46. An exopolysaccharide-producing bacterial strain as claimed in claim 45 wherein the WspR protein comprises the sequence of amino acids illustrated in SEQ ID NO: 12, SEQ ID NO: 20 or SEQ ID NO: 22.
47. A glucan-like polysaccharide produced by an exopolysaccharide-producing bacterial strain as claimed in any one of claims 44 to 47.
48. An isolated nucleic acid molecule encoding a WssA protein, said protein comprising the sequence of amino acids from position 2 to position 344 of the amino acid sequence illustrated in SEQ ID NO: 2 or from position 145 to position 344 of the amino acid sequence illustrated in SEQ ID NO: 2.

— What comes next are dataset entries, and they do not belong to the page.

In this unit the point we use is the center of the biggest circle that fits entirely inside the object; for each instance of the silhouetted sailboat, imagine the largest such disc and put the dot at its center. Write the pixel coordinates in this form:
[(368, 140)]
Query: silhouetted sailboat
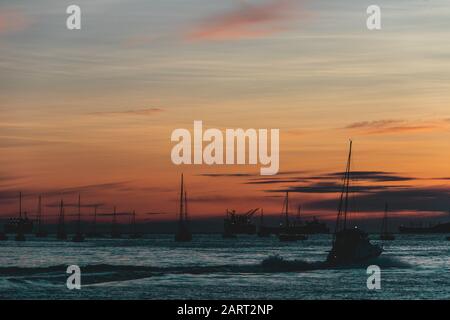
[(20, 225), (93, 233), (288, 233), (20, 235), (61, 232), (115, 233), (263, 232), (385, 234), (349, 245), (133, 233), (78, 237), (183, 234), (41, 233)]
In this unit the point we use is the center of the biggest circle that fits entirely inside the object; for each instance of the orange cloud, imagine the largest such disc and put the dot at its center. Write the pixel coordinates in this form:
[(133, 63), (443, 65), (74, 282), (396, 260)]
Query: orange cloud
[(247, 21), (12, 21), (137, 112), (395, 126)]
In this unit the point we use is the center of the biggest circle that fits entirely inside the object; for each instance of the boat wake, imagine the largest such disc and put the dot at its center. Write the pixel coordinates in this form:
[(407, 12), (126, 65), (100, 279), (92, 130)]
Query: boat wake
[(105, 273)]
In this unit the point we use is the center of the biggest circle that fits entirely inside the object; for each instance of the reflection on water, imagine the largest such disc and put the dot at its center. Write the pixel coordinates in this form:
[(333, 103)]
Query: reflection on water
[(211, 267)]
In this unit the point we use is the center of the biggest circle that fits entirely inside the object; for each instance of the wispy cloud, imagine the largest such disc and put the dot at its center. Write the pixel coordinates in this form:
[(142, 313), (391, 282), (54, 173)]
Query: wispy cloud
[(432, 199), (395, 126), (133, 112), (246, 21), (12, 20)]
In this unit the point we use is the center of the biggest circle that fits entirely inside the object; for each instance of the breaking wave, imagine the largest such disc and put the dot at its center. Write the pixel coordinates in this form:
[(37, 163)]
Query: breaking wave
[(103, 273)]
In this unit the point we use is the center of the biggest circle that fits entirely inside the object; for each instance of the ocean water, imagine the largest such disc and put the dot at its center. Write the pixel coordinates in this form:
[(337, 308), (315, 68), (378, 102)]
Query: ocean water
[(209, 267)]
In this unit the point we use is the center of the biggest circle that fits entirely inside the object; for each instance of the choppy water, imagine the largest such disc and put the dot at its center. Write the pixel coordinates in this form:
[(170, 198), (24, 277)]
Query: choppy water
[(413, 267)]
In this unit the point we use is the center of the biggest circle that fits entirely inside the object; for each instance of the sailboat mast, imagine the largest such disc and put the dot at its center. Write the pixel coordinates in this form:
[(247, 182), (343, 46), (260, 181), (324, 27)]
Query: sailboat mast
[(39, 212), (79, 213), (185, 207), (20, 204), (181, 199), (287, 210), (95, 219), (348, 185), (343, 200), (384, 226)]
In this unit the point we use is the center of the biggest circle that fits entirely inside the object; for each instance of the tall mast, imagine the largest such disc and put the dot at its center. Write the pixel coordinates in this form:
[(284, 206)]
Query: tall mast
[(181, 199), (79, 213), (348, 185), (39, 212), (20, 204), (133, 222), (384, 224), (95, 219), (343, 200), (185, 207), (287, 210), (61, 216)]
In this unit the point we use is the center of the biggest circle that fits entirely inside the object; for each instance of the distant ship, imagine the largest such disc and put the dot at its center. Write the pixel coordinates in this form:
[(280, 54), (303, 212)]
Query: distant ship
[(238, 223), (438, 228), (288, 232), (41, 232), (263, 231), (20, 225), (183, 233), (3, 236), (385, 234), (79, 236), (61, 233), (133, 232), (115, 232), (350, 245)]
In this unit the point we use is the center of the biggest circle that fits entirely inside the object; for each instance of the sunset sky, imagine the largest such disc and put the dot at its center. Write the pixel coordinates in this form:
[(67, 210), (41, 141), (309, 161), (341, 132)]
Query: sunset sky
[(92, 110)]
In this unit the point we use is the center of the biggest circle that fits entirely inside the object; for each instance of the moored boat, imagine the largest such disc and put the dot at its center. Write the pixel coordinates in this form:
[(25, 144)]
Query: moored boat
[(350, 245)]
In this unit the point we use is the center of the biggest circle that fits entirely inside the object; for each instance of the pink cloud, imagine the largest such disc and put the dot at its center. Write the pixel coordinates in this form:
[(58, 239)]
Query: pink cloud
[(247, 21), (12, 21)]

49. An isolated nucleic acid molecule according to claim 48 which comprises the sequence of nucleotides from position 2444 to position 3478 or from position 2444 to position 3478 of the nucleic acid sequence illustrated in SEQ ID NO: 1.
50. An isolated WssA protein comprising the sequence of amino acids from position 2 to position 344 of the amino acid sequence illustrated in SEQ ID NO: 2 or from position 145 to position 344 of the amino acid sequence illustrated in SEQ ID NO: 2.
51. An expression vector comprising the nucleic acid of claim 48 or claim 49.
52. A prokaryotic host cell comprising an expression vector according to claim 51.
53. An isolated nucleic acid molecule encoding a WssB protein, said protein comprising the sequence of amino acids illustrated in SEQ ID NO: 3.
54. An isolated nucleic acid molecule according to claim 53 which comprises the sequence of nucleotides from position 3475 to position 5694 of the nucleic acid sequence illustrated in SEQ ID NO: 1.
55. An isolated WssB protein comprising the sequence of amino acids illustrated in SEQ ID NO: 3.
56. An expression vector comprising the nucleic acid of claim 53 or claim 54.
57. A prokaryotic host cell comprising an expression vector according to claim 56.
58. An isolated nucleic acid molecule encoding a WssC protein, said protein comprising the sequence of amino acids from position 2 to position 689 of the amino acid sequence illustrated in SEQ ID NO: 4 or from position 89 to position 689 of the amino acid sequence illustrated in SEQ ID NO: 4.
59. An isolated nucleic acid molecule according to claim 58 which comprises the sequence of nucleotides from position 5884 to position 7953 or from position 6148 to position 7953 of the nucleic acid sequence illustrated in SEQ ID NO: 1.
60. An isolated WssC protein comprising the sequence of amino acids from position 2 to position 689 of the amino acid sequence illustrated in SEQ ID NO: 4 or from position 89 to position 689 of the amino acid sequence illustrated in SEQ ID NO: 4.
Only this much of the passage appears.